Un monde toujours plus fluctuant
Combien de crises faudra-t-il encore pour que nous – décideurs, politiques, entreprises, citoyens – comprenions que réduire l’humanité à un village global est très fragile ? Combien de ruptures, de krachs, d’événements extrêmes ou de bugs faudra-t-il encore traverser pour comprendre qu’un système n’est robuste que s’il est pluriel ?
La littérature sur ce sujet ne manque pourtant pas. Citons par exemple Michel Serres, dans Le Contrat naturel (François Bourin, 1990) : « Rien de plus faible qu’un système global qui devient unitaire. »
Alors que nous entrons dans un monde toujours plus fluctuant, avec des inondations toujours plus importantes ou des mégafeux toujours plus fréquents, cette canalisation vers toujours plus d’optimisation est mortifère. En effet, plus nous nous enferrons dans le credo de la performance nécessairement positive, plus les crises elles-mêmes entrent en synergie. C’est par exemple le cas de la pandémie de Covid-19, fruit indirect de la performance de notre hypermobilité, de la suroptimisation de nos hôpitaux et d’une agro-industrie puissante.
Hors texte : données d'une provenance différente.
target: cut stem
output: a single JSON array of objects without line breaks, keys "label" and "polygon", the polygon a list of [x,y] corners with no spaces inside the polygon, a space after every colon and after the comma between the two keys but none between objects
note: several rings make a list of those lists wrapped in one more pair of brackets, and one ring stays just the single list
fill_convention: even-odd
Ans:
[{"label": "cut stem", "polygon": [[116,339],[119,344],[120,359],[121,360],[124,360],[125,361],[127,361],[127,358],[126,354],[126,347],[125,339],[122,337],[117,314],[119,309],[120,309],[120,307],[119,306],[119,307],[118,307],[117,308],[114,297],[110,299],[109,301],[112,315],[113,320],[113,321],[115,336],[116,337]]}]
Cette mutation vers les turbulences en synergie se manifeste dans la sémantique. Après des décennies de « croissance », puis de « crise », on parle désormais de monde « VUCA » (volatilité, incertitude, complexité et ambiguïté), et le mot « polycrise » inonde les discours, du Groupe d’experts intergouvernemental sur l’évolution du climat (GIEC) à la CIA en passant par l’Organisation mondiale du commerce.
Le long terme n’existe plus
Dans ce monde-là, le long terme n’existe plus : les valeurs extrêmes que le GIEC prévoyait pour 2100 peuvent tout aussi bien arriver dès 2024, comme cela est le cas actuellement dans l’Europe centrale en canicule. Et le maillon écologique n’est pas le plus faible, parce qu’il peut encore compter sur de grands tampons planétaires, comme l’océan ou l’atmosphère. Le maillon le plus faible est d’abord social, et numérique. A la synchronie des crises, nous ne pouvons plus opposer la diachronie des perceptions. Le monde en polycrise nous fait surtout entrer dans l’ère de la simultanéité. Il ne s’agit plus de prévoir, il faut se préparer.
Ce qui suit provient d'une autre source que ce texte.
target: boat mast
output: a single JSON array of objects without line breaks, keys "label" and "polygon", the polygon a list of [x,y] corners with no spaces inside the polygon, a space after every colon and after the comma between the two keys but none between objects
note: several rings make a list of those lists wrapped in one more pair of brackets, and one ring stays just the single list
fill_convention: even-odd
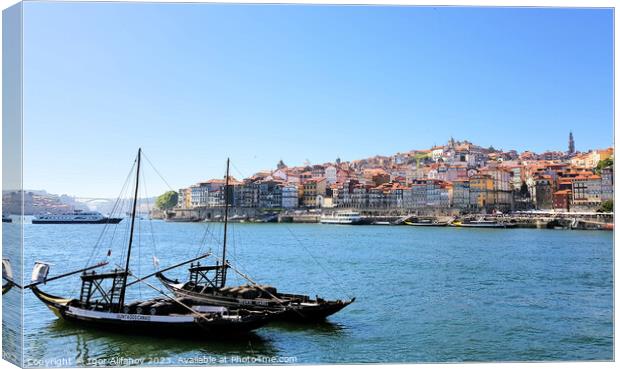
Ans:
[{"label": "boat mast", "polygon": [[118,310],[121,311],[125,304],[125,289],[127,288],[127,276],[129,275],[129,258],[131,257],[131,243],[133,242],[133,228],[136,222],[136,206],[138,203],[138,185],[140,183],[140,156],[142,148],[138,149],[138,164],[136,166],[136,188],[133,195],[133,207],[131,211],[131,228],[129,230],[129,244],[127,245],[127,260],[125,261],[125,270],[123,275],[123,287],[118,299]]},{"label": "boat mast", "polygon": [[220,288],[226,285],[226,269],[228,263],[226,262],[226,236],[228,230],[228,186],[229,186],[229,171],[230,171],[230,158],[226,159],[226,184],[224,185],[224,244],[222,246],[222,279],[220,282]]}]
Comment faire ? Pour nous aider dans ce basculement de civilisation, nous avons sous les yeux une voie inspirante. Alors que, pendant des décennies, nous avons plaqué le modèle « optimaliste » sur les êtres vivants, prêchant leur prétendue performance – voire en en faisant des modèles de compétitivité pour les néolibéraux fanatiques –, les biologistes depuis une vingtaine d’années démontrent au contraire que les êtres vivants sont robustes avant d’être performants.
Mieux, ils sont robustes, car ils sont pluriels, décentralisés, incohérents, lents, hétérogènes… bref, très loin de la suroptimisation. Notre cerveau, par exemple, continue à fonctionner correctement, alors même qu’il perd continuellement des neurones. Une architecture robuste, très différente de celles des ordinateurs comme le notait déjà le fondateur de l’informatique moderne John von Neumann (Probabilistic Logics and Synthesis of Reliable Organisms from Unreliable Components, C. Shannon and J. McCarthy, 1956).
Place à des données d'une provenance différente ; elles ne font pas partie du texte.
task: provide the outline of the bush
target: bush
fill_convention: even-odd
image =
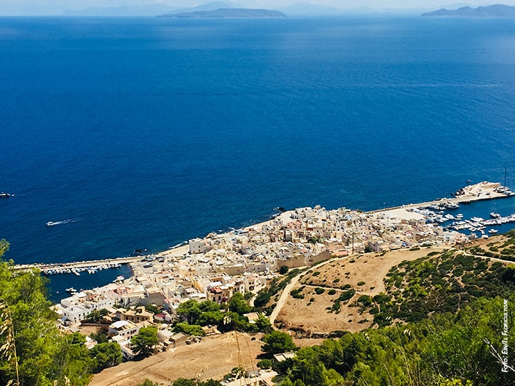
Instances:
[[[260,369],[271,369],[272,368],[272,360],[271,359],[263,359],[258,362],[258,367]]]

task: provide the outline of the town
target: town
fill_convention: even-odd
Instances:
[[[137,353],[131,338],[142,327],[159,327],[163,349],[190,342],[188,336],[170,329],[177,320],[175,310],[188,300],[224,304],[237,293],[250,294],[251,299],[282,269],[309,266],[332,257],[464,243],[475,234],[442,228],[436,220],[441,212],[434,210],[459,208],[460,201],[508,195],[499,190],[500,184],[485,182],[460,190],[454,199],[372,212],[319,205],[284,211],[264,223],[210,233],[140,258],[131,263],[130,278],[74,293],[54,309],[62,328],[71,331],[78,331],[94,310],[107,310],[116,320],[109,325],[111,339],[120,345],[123,358],[131,360]],[[145,306],[160,311],[154,314]],[[256,317],[249,316],[250,320]],[[204,329],[206,334],[218,332],[215,327]]]

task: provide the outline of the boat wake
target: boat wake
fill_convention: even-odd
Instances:
[[[78,219],[68,219],[67,220],[62,220],[60,221],[48,221],[48,223],[46,223],[46,226],[53,226],[56,225],[67,224],[69,223],[76,223],[78,221]]]

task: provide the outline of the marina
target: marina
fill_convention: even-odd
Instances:
[[[15,269],[37,268],[41,270],[44,275],[46,275],[73,273],[76,276],[80,276],[81,273],[94,274],[103,270],[119,268],[123,264],[134,263],[141,260],[141,257],[129,257],[69,263],[19,264],[15,266],[14,268]]]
L’antidote à la simultanéité d’un monde en polycrise, ce n’est pas toujours plus d’optimisation, mais, au contraire, toujours plus de robustesse. Le vivant nous donne une clé importante : embrassons la pensée complexe pour nourrir l’adaptabilité de nos organisations, en ouvrant des chemins de traverse multiples. Résistons au culte de la performance. Désoptimisons. Finalement, le vivant appelle les foules à la grève : « Crowd strike »…
Olivier Hamant est directeur de l’institut Michel-Serres, chercheur Inrae à l’Ecole normale supérieure de Lyon, auteur d’Antidote au culte de la performance. La robustesse du vivant (Gallimard, 2023) et de La Troisième Voie du vivant (Odile Jacob, 2022).